Peters is part of a small group of young doctors, adept at social media, who, like Rubin, are helping to expand the medical map of this territory – and, in so doing, to prevent a repeat of what happened with Julie and Gillian.
As part of his efforts to improve the sexual sensitivity of patients who have had phalloplasty, Peters recently enlarged the clitoral nerves and counted how many nerve fibers they contain.
The number he found — embargoed until he presented his findings at a conference later this month — was “significantly higher” than 8,000, the oft-cited number, which is taken from an outdated study of cows.
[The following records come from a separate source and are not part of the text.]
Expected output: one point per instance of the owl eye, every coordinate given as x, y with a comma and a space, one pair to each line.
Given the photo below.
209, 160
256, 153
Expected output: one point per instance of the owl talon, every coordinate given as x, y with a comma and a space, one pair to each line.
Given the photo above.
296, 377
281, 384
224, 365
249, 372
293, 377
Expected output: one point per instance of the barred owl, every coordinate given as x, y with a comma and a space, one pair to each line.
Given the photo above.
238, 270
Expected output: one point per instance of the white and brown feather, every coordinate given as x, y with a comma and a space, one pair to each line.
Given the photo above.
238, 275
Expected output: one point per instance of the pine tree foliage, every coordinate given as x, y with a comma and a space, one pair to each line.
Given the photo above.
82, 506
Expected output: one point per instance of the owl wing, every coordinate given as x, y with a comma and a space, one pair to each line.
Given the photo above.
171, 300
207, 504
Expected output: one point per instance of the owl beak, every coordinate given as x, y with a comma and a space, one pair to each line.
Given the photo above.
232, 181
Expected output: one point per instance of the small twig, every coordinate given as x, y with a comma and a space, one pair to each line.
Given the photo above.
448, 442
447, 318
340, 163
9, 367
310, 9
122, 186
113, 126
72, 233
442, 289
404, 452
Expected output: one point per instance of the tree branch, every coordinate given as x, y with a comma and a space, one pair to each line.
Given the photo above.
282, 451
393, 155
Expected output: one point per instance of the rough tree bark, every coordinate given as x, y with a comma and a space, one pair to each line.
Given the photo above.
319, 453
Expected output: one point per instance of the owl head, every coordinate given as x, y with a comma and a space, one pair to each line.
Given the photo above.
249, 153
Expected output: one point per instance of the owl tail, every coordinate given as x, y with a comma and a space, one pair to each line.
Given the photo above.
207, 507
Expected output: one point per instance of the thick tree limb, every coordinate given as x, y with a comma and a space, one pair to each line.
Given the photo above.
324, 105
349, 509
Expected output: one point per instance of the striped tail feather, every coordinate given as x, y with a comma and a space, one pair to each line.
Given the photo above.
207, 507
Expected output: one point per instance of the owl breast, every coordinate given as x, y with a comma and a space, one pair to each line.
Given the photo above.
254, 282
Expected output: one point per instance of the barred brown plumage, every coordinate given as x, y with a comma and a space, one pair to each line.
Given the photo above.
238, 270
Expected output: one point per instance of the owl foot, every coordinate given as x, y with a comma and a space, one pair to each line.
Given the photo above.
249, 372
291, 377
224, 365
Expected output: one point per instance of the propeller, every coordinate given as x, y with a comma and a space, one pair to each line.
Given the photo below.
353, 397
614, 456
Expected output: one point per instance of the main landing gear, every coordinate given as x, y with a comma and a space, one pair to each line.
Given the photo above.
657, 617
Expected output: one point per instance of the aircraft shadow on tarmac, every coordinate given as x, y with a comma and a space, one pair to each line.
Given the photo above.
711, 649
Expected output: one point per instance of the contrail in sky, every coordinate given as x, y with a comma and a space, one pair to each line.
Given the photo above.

In 2020, Victoria Gordon, a medical student at Kansas City University of Medicine and Biosciences, led a study that sought to delineate a “danger zone” around the clitoris to be avoided by plastic surgeons. While performing cadaver dissections, she observed that clitoral nerves sometimes open into tiny, thin branches, like roots, in ways that may be relevant to surgeons but have not been previously described in the medical literature.
She hopes that others in the field of plastic surgery will further study her findings, which have been published in a plastic surgery journal. “I’m just a fourth-year medical student,” she said in late 2021. “I don’t think I’m the one who should be tackling this project. But no one else is.”